What is the Trust over IP Foundation?

The Trust over IP Foundation is an independent project hosted at Linux Foundation to enable the trustworthy exchange and verification of data between any two parties on the Internet.

What is the Foundation’s mission?

To provide a robust, common standard that gives people and businesses the confidence that data is coming from a trusted source, allowing them to connect, interact and innovate at a speed and scale not possible today.

Who belongs to the Foundation?

The ToIP Foundation is being developed with global, pan-industry support from leading organizations with sector-specific expertise.  For a full list of Member organizations, please click here.

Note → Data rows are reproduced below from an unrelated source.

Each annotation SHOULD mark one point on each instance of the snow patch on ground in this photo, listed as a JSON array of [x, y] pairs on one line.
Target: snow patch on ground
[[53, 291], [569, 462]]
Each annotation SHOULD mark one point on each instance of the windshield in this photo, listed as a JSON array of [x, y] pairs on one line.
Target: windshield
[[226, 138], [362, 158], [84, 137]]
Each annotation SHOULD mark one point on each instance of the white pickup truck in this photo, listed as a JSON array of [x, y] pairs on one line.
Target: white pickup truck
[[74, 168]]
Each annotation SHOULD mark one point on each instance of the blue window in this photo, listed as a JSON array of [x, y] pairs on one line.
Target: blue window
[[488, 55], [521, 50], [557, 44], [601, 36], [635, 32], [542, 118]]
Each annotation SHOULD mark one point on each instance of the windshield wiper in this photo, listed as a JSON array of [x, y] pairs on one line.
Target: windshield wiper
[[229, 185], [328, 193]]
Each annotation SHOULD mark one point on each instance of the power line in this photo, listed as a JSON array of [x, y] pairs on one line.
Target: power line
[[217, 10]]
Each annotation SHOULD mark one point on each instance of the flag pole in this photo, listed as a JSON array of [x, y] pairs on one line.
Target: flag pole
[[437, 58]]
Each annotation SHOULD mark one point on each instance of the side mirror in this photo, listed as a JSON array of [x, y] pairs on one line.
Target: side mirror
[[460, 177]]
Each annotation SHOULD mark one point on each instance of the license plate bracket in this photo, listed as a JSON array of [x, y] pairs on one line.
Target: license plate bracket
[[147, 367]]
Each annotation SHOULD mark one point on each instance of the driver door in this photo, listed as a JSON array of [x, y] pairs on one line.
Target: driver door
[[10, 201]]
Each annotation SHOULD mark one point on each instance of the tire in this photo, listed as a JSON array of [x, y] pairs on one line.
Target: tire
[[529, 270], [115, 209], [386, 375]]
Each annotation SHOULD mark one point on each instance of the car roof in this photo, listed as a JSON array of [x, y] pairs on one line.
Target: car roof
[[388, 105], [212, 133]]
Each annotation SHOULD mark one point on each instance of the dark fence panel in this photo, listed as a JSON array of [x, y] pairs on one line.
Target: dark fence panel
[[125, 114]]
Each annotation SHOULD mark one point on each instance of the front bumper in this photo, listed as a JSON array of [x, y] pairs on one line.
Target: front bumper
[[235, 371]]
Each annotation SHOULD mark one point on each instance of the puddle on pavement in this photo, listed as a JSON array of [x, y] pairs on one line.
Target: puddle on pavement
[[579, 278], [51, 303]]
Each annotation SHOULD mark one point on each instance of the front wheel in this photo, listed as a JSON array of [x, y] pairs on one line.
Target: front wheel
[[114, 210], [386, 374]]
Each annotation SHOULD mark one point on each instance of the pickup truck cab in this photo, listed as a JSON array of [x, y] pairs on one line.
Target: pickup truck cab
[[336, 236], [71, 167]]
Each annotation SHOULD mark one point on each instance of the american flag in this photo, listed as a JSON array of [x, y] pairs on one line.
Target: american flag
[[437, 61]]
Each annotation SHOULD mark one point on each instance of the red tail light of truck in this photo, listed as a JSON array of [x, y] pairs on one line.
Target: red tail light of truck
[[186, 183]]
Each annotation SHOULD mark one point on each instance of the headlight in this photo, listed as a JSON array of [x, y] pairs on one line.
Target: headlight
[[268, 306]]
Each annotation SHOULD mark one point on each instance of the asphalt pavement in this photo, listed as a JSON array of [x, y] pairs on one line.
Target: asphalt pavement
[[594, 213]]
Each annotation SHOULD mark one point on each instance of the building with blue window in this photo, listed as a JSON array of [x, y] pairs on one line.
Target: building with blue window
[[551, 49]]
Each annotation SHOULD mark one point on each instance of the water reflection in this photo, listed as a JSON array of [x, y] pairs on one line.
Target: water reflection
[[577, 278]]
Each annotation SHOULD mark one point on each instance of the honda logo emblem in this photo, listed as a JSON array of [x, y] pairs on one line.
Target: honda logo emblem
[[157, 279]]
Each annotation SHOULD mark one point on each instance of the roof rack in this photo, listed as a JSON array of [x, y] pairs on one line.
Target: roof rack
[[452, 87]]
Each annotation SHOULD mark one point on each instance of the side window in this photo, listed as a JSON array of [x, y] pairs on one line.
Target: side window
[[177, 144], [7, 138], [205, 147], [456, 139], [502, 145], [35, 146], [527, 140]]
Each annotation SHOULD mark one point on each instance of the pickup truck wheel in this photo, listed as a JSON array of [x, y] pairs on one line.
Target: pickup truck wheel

What challenge does it answer?

Businesses today are struggling to protect and manage digital assets and data, especially in an increasingly complex enterprise environment that includes the Internet of Things (IoT), Edge Computing, Artificial Intelligence and much more. This is compounding the already low consumer confidence in the use of personal data and is slowing innovation on opportunities like digital identity and the adoption of new services that can support our daily, hyper-connected lives.

Without a global standard for how to ensure digital trust between any two peers—just like the Internet’s TCP/IP standards ensures a network connection between any two peers—these trends are bound to continue. The ToIP Foundation will use the new W3C Verifiable Credentials and Decentralized Identifiers (DID) standards to leverage interoperable digital wallets and credentials to address these challenges and enable consumers, businesses and governments to better manage risk, improve digital trust and protect all forms of identity online.

Which privacy acts does the ToIP stack comply with?

The ToIP stack has incorporated Privacy by Design from the ground up. This means that it can be used to implement solutions compliant with all major global data protection regulations, including the EU General Data Protection Regulation (GDPR), the Canadian Personal Information Protection and Electronic Documents Act (PIPEDA), or the California Consumer Privacy Act (CCPA). It can also be used to meet strict privacy and security protection regulations such as the U.S. Health Insurance Portability and Accountability Act (HIPAA).

What will be the impact on consumers, business and governments?

The Internet seeded innovations in a way no one could have predicted. The result is a far more connected and convenient world. But the clear compromise has been privacy. And while most consumers today acknowledge they’re willing to trade some privacy for convenience, they’re increasingly uncomfortable with the personal information they have littered across the web. With the global political landscape increasingly volatile and security breaches on the rise, people are becoming more anxious about how their personal information is shared. Businesses and governments understand there are technologies today that could help improve trust and deliver new and better services to consumers and to the public, but these issues demand a collective response. No one can do it alone.

By adding a layer of trust to all digital interactions, we can reduce exposure to fraud and privacy issues breaches. Business-to-business (B2B) partnerships, private-government/public relationships, global standards and specifications are the way to get us there. That means sharing expertise, defining standards and specifications and playing a leading role in securing trust in the digital landscape.

Is this the only effort like this?

The ToIP Foundation is the only project defining a full stack for digital trust infrastructure that includes both technical interoperability of blockchains, digital wallets and digital credentials AND policy interoperability of the governance frameworks needed for these solutions to meet the business, legal and social requirements of different jurisdictions and industries around the world.

The ToIP stack will reference open standards for specific components at specific layers, such as the W3C standards for Verifiable Credentials and Decentralized Identifiers (DIDs). It will also reference ToIP stack components being defined by working groups at DIF, Hyperledger, the W3C Credentials Community Group, and other open source and open standard projects worldwide.

Do you have to be a dues-paying member of the Foundation to contribute to the Foundation’s Working Groups?

No, anyone can become a Contributor member and contribute to the Working Groups of the Foundation without any funding requirement.

What is the intellectual property licensing structure for the Foundation?

Contributions to the Foundation’s working group are made under the CC-BY-4.0 license for copyrights and under the Joint Development Foundation’s “W3C Mode” for patents.  Source code contributions to the Working Groups will be under the Apache-2.0 license.

What is the ToIP Stack?

Trust over IP defines an Internet-scale solution for creating and maintaining trusted relationships between any two peers on the Internet: people, organizations and connected things.

The unique “dual stack” design—combining the ToIP Governance Stack for human trust and the ToIP Technology Stack for technical trust —is a complete architecture for Internet-scale digital trust because it combines both cryptographic trust at the machine layer and human trust at the business, legal, and social layers.

This enables the ToIP stack to address key problems experienced by every enterprise engaged in digital communications and commerce today: password fatigue, form fatigue, customer onboarding, KYC, secure messaging, data portability, business process automation, privacy management, supply chain provenance, GDPR compliance—almost everything a Chief Security Officer, Chief Privacy Officer, and Chief Compliance Officer are looking for.